Government fails to produce US assurances over renditions

Government has refused to investigate CIA flights through Irish airports and has rejected Irish Human Rights Commission's advice on renditions. By Justine McCarthy



The government has failed to produce the diplomatic assurances it claims to have acquired from the US administration that Irish airports are not being used by the CIA for rendition flights. Ireland is alone among the EU's 25 member states in making such a claim.

In a series of written correspondence with the Irish Human Rights Commission (IHRC) over the past year, the government has rejected every scintilla of the commission's advice that it must ensure against Irish territory being used to facilitate the transporting of CIA detainees for interrogation and torture. In one letter, the commission president, Maurice Manning, wrote to the Minister for Foreign Affairs, Dermot Ahern, that “it would be helpful” if the IHRC could have sight of the US assurances. That was last spring. They have not been forwarded yet.

Manning first wrote to Dermot Ahern on 21 December 2005 recommending random inspections of US planes at Shannon Airport as a method of establishing if there were grounds for suspicions that the airport was being used to facilitate the CIA's operation.

While the foreign-affairs minister was volubly criticising the European Parliament for “leaking” its draft report before he met the investigating committee, it emerged that the government formally dismissed the advice of its independent statutory human-rights watchdog in a letter last April, saying it had no legal responsibility to investigate unsubstantiated claims.

The IHRC again replied on 26 April, enclosing a lengthy document detailing the legal reasons why the government was duty-bound to investigate the allegations.

“We're not happy that the issues we have raised have been fully addressed,” Maurice Manning told Village.

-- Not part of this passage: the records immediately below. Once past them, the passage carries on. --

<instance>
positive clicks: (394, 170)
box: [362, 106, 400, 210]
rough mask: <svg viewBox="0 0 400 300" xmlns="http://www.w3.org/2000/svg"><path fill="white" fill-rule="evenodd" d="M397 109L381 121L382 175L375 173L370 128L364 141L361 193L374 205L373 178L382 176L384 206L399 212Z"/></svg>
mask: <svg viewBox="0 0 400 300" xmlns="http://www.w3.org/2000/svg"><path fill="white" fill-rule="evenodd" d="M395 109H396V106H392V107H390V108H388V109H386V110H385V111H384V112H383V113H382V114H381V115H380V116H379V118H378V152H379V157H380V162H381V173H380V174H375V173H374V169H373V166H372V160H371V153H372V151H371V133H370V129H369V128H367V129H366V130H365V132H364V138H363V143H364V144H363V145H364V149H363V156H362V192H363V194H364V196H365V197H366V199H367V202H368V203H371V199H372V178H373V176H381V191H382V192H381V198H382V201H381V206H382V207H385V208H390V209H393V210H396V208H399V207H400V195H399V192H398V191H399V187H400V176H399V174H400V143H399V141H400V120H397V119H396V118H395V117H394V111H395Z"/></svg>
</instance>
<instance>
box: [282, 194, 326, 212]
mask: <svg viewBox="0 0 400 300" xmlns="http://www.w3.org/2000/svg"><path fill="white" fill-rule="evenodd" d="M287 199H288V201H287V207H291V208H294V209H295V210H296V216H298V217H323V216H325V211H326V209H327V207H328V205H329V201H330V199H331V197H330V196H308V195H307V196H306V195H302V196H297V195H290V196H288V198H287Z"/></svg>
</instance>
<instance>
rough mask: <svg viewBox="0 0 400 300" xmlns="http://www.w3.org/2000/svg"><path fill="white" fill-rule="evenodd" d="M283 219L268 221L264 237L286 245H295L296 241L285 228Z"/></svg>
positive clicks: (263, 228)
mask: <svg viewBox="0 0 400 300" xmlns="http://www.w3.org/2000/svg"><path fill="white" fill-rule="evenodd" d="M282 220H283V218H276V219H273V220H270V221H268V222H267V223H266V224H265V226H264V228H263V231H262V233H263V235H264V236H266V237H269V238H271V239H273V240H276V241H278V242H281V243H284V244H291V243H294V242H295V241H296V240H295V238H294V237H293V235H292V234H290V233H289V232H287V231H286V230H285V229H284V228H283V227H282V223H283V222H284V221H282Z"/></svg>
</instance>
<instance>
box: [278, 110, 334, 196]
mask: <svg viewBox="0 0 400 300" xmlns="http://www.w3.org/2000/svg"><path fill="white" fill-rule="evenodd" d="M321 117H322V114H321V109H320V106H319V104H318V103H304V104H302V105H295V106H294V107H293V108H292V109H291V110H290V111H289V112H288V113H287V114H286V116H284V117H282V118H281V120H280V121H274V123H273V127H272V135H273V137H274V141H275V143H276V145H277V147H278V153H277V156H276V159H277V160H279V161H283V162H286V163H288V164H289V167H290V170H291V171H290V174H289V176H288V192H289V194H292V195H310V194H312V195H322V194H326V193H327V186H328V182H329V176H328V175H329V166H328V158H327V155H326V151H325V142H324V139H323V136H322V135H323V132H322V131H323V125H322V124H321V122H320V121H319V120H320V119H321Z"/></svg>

Ireland merits a single paragraph in the European Parliament's draft report on the alleged use of European countries by the CIA for illegal detentions. It states: “[The committee] expresses concern about the 147 stopovers made by CIA-operated aircraft at Irish airports that on many occasions came from, or were bound for, countries linked with extraordinary rendition circuits and the transfer of detainees; [the committee] deplores the stopovers in Ireland of aircraft which have been shown to have been used by the CIA, on other occasions, for the extraordinary renditions of Ahmed Agiza, Mohammed El-Zari, Bisher Al-Rawi, Jamil El-Banna, Abou Elkassim Britel, Khaled El-Masri, Binyam Mohammed, Abu Omar and Maher Arar.”

The case of Abu Omar is the strongest example of a CIA rendition operation stopping over at Shannon (as did all Irish flights, bar two that stopped at Dublin Airport). Egyptian cleric, Abu Omar, had been granted asylum in Italy and was abducted in Milan on 17 February 2003. He was transferred from Milan to Aviano by car and then flown, via Ramstein in Germany, to Cairo, where he has been held in communicado and tortured ever since.

The plane that took Abu Omar to Cairo stopped to refuel at Shannon Airport on its way back from Egypt that night. The European Parliament report condemns “the active role played by certain officials of the Italian military security services (SISMI) in the abduction of Abu Omar”. It also “regrets that the abduction of Abu Omar jeopardised” the Italian public prosecutor's investigation of the terrorist network to which Omar was connected”.

Italy comes in for some of the sternest criticism in the report. It records that a document on US-Italian cooperation in the fight again terrorism, which would have assisted the committee's investigation, was classified by the former Italian government and that the current Italian government has confirmed the classified status of the document.

Poland is also strongly rebuked for its government's lack of cooperation with the committee by declining to meet it. It records 11 stopvers by CIA-operated planes at Polish airports that were coming from or were bound for countries linked with rendition.

The report also deplores “the way the British government, as represented by its Minister for Europe, cooperated with the committee” and condemns the rendition of two British residents, Jamil El-Banna and Bisher Al-Rawi, from Gambia, via Afghanistan, to Guantanamo Bay.